Simultaneously, a new Pioneer Institute study finds that charter schools in Lawrence, Lowell, East Boston and Chelsea are recruiting ELLs effectively and improving academic outcomes for those students.

The percentage of ELLs in the Lawrence and Lowell charter schools is higher than in the surrounding districts.  Four years ago, just 2.5 percent of Boston charter school students were ELLs. Today, the number is 12.5 percent and it is continuing to rise.

Author and Pioneer Institute Senior Fellow Cara Stillings Candal points to a number of best practices that are responsible for charter schools’ success with ELLs. They include individualized instruction within the context of the mainstream classroom, the use of benchmark assessments to inform individualized instruction, and regular outreach to parents to help them become more involved in their children’s education.

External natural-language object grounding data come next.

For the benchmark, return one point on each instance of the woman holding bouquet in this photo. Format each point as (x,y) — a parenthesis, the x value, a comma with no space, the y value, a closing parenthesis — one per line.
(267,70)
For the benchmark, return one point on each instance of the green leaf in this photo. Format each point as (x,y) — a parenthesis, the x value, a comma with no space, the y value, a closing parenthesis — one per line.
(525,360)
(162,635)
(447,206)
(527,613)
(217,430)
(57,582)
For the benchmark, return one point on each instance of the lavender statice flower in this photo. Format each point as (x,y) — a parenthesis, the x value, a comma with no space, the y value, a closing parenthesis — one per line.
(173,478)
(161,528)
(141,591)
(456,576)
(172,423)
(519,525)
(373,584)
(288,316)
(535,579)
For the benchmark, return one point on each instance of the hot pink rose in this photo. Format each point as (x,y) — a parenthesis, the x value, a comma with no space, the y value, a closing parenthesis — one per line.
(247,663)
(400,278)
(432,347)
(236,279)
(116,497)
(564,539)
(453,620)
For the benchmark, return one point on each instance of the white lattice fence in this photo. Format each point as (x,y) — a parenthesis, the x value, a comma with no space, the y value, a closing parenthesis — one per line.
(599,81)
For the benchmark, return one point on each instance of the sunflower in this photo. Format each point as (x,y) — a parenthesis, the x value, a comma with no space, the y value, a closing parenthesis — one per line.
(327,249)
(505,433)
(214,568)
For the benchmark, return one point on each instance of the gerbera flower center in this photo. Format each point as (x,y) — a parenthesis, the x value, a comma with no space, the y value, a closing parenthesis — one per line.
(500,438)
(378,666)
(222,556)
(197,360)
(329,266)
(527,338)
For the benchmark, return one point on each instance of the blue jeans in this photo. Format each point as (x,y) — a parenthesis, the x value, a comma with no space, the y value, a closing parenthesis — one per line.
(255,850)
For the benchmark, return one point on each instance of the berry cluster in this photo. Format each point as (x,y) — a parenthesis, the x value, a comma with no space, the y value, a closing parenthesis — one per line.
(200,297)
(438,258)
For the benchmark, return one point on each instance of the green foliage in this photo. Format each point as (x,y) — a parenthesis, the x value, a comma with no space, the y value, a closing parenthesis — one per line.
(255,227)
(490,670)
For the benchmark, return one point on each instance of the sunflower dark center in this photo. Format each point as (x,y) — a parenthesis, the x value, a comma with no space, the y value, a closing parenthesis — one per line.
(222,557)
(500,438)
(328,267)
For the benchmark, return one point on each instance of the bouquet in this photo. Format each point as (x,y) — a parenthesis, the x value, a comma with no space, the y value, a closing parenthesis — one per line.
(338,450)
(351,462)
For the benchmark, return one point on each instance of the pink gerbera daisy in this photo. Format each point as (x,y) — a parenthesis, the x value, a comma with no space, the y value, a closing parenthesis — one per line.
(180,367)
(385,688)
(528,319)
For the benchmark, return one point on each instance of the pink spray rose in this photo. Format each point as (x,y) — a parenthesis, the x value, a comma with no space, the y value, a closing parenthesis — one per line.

These new studies continue a drumbeat of research demonstrating the effectiveness of Massachusetts charter schools. A 2009 study conducted by Harvard and MIT researchers found that charters dramatically outperform their district counterparts and that the academic impact of a year in a Boston charter school was similar to that of a year in one of the city’s elite exam schools. Earlier this year, a Stanford University study found that Boston charter schools are doing more to eliminate the achievement gap between richer and poorer students than any other group of public schools in the country.

All this couldn’t come at a worse time for the charter opponents. Gov. Baker has filed legislation to raise the cap on the number of charter schools that can be opened in Massachusetts, supporters just announced that they have collected 73,000 signatures to get a question that would allow more charter schools on the 2016 statewide ballot, and attorneys from three leading Boston law firms have filed a suit claiming that the charter cap denies students equal access to educational opportunity.

All this is good news for Massachusetts families. But if we lived anywhere else but Massachusetts, this is a debate that would have been over years ago, given the results that Massachusetts charter schools have produced.

Jim Stergios is executive director of Pioneer Institute, a Boston-based think tank. 

This article was edited to note the correct percentages of SPED and ELL student performances on MCAS math and English tests.